While Spalding took heat for that move, Tursi argues, convincingly, that his company was merely doing what competitors already had quietly started to do: open its distribution to mass merchants. “The difference,” said Tursi, “is that we publicly went out and said we were going to do this.” Titleist, in fact, had already begun selling its low-end HVC ball line to mass merchants.
“It used to be that you would never see the Titleist brand in Wal-Mart, period,” said Wilson’s Gruger, a former Titleist executive. The HVC introduction, he said, “was a major shift in the market.”
The reality is that the major brands already are prominent at the marts, though not necessarily by choice. A former senior golf executive estimated there are 40 “sophisticated” gray marketers, and many other smaller operators who redistribute products to mass merchants without the authorization of manufacturers.
Titleist, Nike and other high-end brands insist they are trying to intercept gray-marketed product, and are shutting down or suspending accounts caught engaging in the practice.
Still, visit your local Target and you’ll see the entire product lines of Titleist and Nike lined up next to the Strata product line. Gruger is among those who believe that the Titleist Pro V1, the gold standard in the current market, is Target’s best-selling ball.

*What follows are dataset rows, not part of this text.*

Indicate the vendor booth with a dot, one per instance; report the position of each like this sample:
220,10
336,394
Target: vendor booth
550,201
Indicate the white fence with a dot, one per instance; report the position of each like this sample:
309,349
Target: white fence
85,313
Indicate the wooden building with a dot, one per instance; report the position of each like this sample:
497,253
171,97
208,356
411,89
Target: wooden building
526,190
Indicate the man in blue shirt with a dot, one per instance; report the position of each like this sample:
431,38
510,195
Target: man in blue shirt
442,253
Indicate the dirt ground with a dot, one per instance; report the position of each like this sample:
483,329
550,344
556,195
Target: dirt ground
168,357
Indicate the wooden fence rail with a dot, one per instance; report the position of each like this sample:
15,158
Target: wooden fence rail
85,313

Precept, hit by gray marketing of the popular MC Lady ball over past two years, is considering opening its distribution to at least one mass merchant, according to Stephen Graham, senior director of sales. Graham, though, describes it not as an attempt to increase sales volume, but rather as a measure to fight gray marketing.
“Hopefully, that would somewhat control it,” he said. “If we only (sell to) a certain chain, it might knock four or five out of the picture.”